Are you looking for something to watch on Netflix over the Christmas break? We’ve got you covered.
If the festive TV schedule isn't doing anything for you, we've put together a few recommendations of some of the best films on Netflix at the moment.
Whether or you're looking for a lighthearted move for the family or an overlooked arthouse gem from 2021, there should hopefully be something here to suit your particular taste and mood...
The Iron Giant
How about a family film classic to start? The Iron Giant - based on the book The Iron Man by Ted Hughes - was a commercial flop when it was released in 1999, but the story of a boy who discovers a friendly giant alien robot has gone on to become one of the most beloved and respected American animated films of recent decades. Director Brad Bird has gone on to make further classics like Ratatouille and The Incredibles, but for many his glorious debut feature still hits the hardest.
It’s hard to keep track of the seemingly endless assault of superhero movies - but this is definitely one of the good ones. Shazam might not be a household name like Batman or Spider-Man, but the film’s definitely one of the better comic book movies of recent years. It’s about a 14-year-old boy who is granted the power (by an ancient wizard, naturally) to turn into an adult superhero. The film has expertly captures the tone and energy of many classic 80s family movies, and the extended foster family at the centre of the story make for a welcome change to the usual superhero film protagonists.
A sequel isn't due out until June 2023, but given this film’s set at Christmas time it’s as good a time as any to check it out.
If you’re looking for a festive watch that’s a little different, Netflix has recently added Tokyo Godfathers - a lovely Japanese animated film from 2003. Directed by the late, great anime director Satoshi Kon, the film follows three homeless people in Tokyo who discover an abandoned newborn baby on Christmas Eve. The film has a darker edge to it than most American animated films, and therefore might be more appropriate for teenagers and adults. However, there’s a heartwarming and surprising film here for those willing to take a chance on a rather different sort of Christmas movie.

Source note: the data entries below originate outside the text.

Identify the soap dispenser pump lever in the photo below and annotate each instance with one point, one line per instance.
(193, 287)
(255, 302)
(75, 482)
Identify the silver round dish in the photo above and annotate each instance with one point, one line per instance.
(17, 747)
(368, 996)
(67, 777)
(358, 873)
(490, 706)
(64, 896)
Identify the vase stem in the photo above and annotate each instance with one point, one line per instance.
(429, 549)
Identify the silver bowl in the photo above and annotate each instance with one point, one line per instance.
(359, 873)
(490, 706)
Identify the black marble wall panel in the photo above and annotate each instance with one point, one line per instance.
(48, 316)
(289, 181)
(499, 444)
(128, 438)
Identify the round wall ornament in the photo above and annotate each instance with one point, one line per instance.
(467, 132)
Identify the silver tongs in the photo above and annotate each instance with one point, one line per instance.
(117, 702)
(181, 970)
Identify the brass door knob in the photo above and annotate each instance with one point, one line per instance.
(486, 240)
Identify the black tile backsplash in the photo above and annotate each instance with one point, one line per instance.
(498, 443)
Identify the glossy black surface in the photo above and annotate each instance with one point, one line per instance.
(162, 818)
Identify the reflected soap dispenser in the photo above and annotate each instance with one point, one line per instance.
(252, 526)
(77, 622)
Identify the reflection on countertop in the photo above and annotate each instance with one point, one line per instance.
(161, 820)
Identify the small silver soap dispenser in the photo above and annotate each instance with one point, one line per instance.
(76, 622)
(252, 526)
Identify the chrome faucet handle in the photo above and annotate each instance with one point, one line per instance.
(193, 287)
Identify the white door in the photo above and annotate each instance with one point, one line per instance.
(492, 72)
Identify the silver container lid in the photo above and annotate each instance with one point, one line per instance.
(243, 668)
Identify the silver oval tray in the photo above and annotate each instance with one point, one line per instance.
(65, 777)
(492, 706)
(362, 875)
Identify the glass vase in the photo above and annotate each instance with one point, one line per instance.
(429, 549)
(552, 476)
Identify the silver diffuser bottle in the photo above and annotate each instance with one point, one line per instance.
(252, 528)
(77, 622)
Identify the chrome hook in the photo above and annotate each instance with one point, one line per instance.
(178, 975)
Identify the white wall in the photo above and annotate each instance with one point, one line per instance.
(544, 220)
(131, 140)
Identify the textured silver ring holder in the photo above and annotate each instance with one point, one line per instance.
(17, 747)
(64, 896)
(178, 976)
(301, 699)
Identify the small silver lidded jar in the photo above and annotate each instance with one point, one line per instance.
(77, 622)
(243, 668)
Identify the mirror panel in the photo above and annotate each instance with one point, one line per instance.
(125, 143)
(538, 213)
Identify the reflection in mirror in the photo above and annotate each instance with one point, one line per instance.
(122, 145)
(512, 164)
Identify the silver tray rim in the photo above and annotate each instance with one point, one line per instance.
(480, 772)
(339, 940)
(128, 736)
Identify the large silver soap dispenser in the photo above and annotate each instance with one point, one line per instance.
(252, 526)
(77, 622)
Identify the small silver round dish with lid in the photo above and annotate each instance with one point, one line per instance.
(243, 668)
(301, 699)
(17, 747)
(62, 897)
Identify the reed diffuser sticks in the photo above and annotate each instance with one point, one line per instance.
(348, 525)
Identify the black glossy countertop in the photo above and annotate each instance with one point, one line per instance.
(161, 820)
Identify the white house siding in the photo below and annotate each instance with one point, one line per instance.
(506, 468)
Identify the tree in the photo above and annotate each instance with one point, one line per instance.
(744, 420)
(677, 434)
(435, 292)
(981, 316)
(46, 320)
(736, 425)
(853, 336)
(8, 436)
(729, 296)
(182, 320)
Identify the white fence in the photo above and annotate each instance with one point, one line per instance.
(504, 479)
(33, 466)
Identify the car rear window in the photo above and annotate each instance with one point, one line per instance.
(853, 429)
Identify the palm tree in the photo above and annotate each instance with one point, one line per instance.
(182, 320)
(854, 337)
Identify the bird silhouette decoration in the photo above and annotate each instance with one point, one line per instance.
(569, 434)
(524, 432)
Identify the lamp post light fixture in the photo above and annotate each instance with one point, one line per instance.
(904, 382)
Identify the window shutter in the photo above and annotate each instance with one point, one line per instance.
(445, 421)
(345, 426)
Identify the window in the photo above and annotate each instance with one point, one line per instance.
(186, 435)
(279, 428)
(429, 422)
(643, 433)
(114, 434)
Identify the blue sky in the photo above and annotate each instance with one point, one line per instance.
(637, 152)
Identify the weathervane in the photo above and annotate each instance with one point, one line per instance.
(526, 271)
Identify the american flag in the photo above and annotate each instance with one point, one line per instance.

Greta Gerwig’s critically acclaimed adaptation of Little Women was released in cinemas during the Christmas break back in 2019, and it’s just been added to Netflix’s catalogue. It’s a great opportunity to revisit the film - or indeed check it out for the first time if you haven’t gotten around to it yet. It’s a film that oozes charm and energy, making the iconic stories and characters feel alive once again. It has brilliant performances from the likes of Saoirse Ronan, Florence Pugh, Emma Watson and its breakout star Eliza Scanlen.
The Power of the Dog
Netflix tends to hold back its big Oscar favourites until late in the year, and this time around it will be hoping Jane Campion’s long-awaited new film goes the distance when awards season rolls around. But this shouldn’t be dismissed as mere Oscar bait - it’s an altogether more rewarding and unusual piece of work. Set in rural 1920s Montana but filmed in a gorgeously desolate part of New Zealand, Power of the Dog is the slow-burn story of a woman named Rose (Kirsten Dunst) being tormented by her new husband’s cruel brother Phil (Benedict Cumberbatch). This film very much takes its time to reveal what is going through all its characters’ minds. But the payoffs are very much worth it. The cast is universally excellent, including a superb Kodi Smit-McPhee as Rose’s effeminate, awkward son Peter - a teenager who forms an extremely unlikely bond with his mother's tormenter.
Quo Vadis, Aida?
The Christmas break is also a great chance to catch up with some of this year’s critical favourites or overlooked gems. Bosnian war film Quo Vadis, Aida? is one such film worthy of anyone’s time. Set in 1995 near the city of Srebrenica (site of a horrifying massacre of thousands of Bosnian men and boys), Jasna Đuričić plays Aida - a school teacher drafted in as a translator in a UN ‘safe zone’ as Serbian troops close in. She tries desperately to secure passage out of the area for her husband and sons, but grows increasingly desperate as she keeps running into hurdles. This isn’t an easy watch, but it is a powerful, devastating account of one of the 1990s most appalling atrocities. Raw and intense, this is one of 2021’s very best films.